Estas son algunas de las funciones clave de las proteínas en el desarrollo de los bebés:

  • Formación de Tejidos Corporales: Las proteínas son los bloques de construcción de músculos, órganos, enzimas, hormonas, sangre, piel, cabello, y más.
  • Crecimiento y Desarrollo Rápido: Dado que los bebés experimentan un crecimiento acelerado, requieren una mayor cantidad de proteínas por kilogramo de peso corporal.
  • Funciones Metabólicas: Las proteínas son cruciales para el metabolismo, facilitando reacciones químicas y regulando procesos biológicos a través de enzimas y hormonas.

Proteínas en la Leche Materna

La leche materna es especialmente valiosa porque las proteínas que contiene están perfectamente adaptadas a las necesidades del bebé.
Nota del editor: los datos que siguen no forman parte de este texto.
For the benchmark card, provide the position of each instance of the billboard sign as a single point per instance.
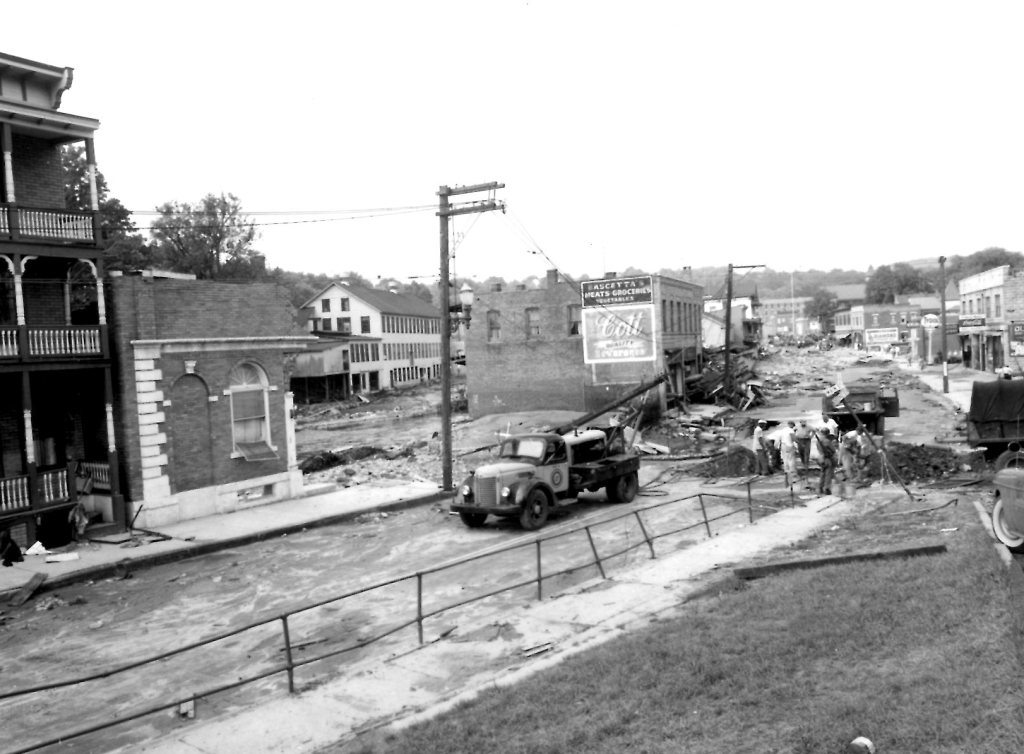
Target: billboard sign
(881, 336)
(616, 291)
(1017, 338)
(619, 334)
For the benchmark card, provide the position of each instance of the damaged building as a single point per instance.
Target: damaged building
(581, 346)
(56, 417)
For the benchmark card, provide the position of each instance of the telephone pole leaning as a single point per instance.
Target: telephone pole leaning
(444, 211)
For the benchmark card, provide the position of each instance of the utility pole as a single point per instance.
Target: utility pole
(728, 321)
(444, 211)
(943, 340)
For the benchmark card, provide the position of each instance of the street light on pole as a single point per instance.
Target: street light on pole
(944, 338)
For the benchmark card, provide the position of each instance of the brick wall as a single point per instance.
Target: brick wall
(521, 373)
(526, 372)
(38, 175)
(186, 448)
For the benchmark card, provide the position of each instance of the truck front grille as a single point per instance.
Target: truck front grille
(485, 492)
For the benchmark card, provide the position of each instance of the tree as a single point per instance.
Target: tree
(963, 266)
(126, 249)
(821, 306)
(211, 239)
(891, 281)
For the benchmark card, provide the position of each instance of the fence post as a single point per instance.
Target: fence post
(540, 579)
(643, 530)
(597, 558)
(288, 655)
(704, 512)
(419, 604)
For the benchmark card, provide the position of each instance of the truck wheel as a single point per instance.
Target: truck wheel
(623, 489)
(535, 510)
(1013, 540)
(472, 518)
(1010, 459)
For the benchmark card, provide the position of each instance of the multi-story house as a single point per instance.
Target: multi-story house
(203, 406)
(991, 318)
(56, 416)
(395, 338)
(786, 317)
(880, 327)
(562, 345)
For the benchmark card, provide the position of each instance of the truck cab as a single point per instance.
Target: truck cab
(870, 403)
(538, 471)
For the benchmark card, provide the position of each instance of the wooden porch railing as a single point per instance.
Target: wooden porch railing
(75, 340)
(99, 471)
(8, 341)
(13, 494)
(31, 223)
(53, 486)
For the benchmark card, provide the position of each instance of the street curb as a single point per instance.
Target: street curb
(123, 567)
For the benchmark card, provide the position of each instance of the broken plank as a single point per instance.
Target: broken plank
(758, 572)
(28, 590)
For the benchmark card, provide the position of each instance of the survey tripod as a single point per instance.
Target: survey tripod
(887, 467)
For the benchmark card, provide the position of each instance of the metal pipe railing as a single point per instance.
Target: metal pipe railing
(422, 615)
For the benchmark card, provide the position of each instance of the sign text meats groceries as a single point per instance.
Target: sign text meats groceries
(617, 320)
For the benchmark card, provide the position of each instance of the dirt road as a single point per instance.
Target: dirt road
(92, 627)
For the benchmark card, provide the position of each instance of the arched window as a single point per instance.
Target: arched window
(250, 413)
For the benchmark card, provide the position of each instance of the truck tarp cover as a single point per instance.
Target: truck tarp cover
(997, 401)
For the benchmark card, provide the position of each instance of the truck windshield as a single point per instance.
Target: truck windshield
(530, 448)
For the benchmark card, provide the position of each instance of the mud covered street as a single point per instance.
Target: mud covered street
(91, 627)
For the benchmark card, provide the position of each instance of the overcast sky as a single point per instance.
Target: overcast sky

La cantidad y la calidad de las proteínas en la leche materna aseguran que el bebé reciba los nutrientes necesarios para un desarrollo saludable.

Tipos de Proteínas en la Leche Materna:

  • Caseína y Proteínas del Suero: La leche materna contiene una mezcla de caseína y proteínas del suero en una proporción que es óptima para la digestión y absorción por parte del bebé. Las proteínas del suero, como la alfa-lactoalbúmina, son más fáciles de digerir y están presentes en mayor cantidad que en la leche de vaca.
  • Lactoferrina: Esta proteína tiene propiedades antimicrobianas y antiinflamatorias, ayudando a proteger al bebé contra infecciones.
  • Inmunoglobulinas: Las proteínas inmunológicas, como la IgA, proporcionan una defensa temprana contra patógenos y refuerzan el sistema inmunológico del bebé.

Beneficios de las Proteínas en la Leche Materna

  • Desarrollo Neurológico: Las proteínas de la leche materna contribuyen al desarrollo cerebral y cognitivo del bebé.
  • Sistema Inmunológico: Fortalecen el sistema inmunológico, protegiendo al bebé de enfermedades comunes.
  • Crecimiento Muscular y Óseo: Ayudan en la formación y fortificación de músculos y huesos, esenciales durante los primeros años de vida.

El lactosuero, es un producto líquido resultante de la coagulación de las proteínas de la leche durante la preparación del queso u otros productos como el yogur. Al igual que la leche, presenta una elevada cantidad de aminoácidos esenciales, los cuales son imprescindibles en el metabolismo.

Muchos estudios han determinado que, desde el punto de vista tecnológico, la proteína del lactosuero puede actuar como modificador de la textura, gelificante, emulsificante (entre otros), llegando a alcanzar la calidad de ingredientes tradicionales como el colágeno.

Si se deshidrata por evaporación o liofilización, se puede concentrar en forma de polvo, siendo un ingrediente probiótico, con péptidos bioactivos (entre otros).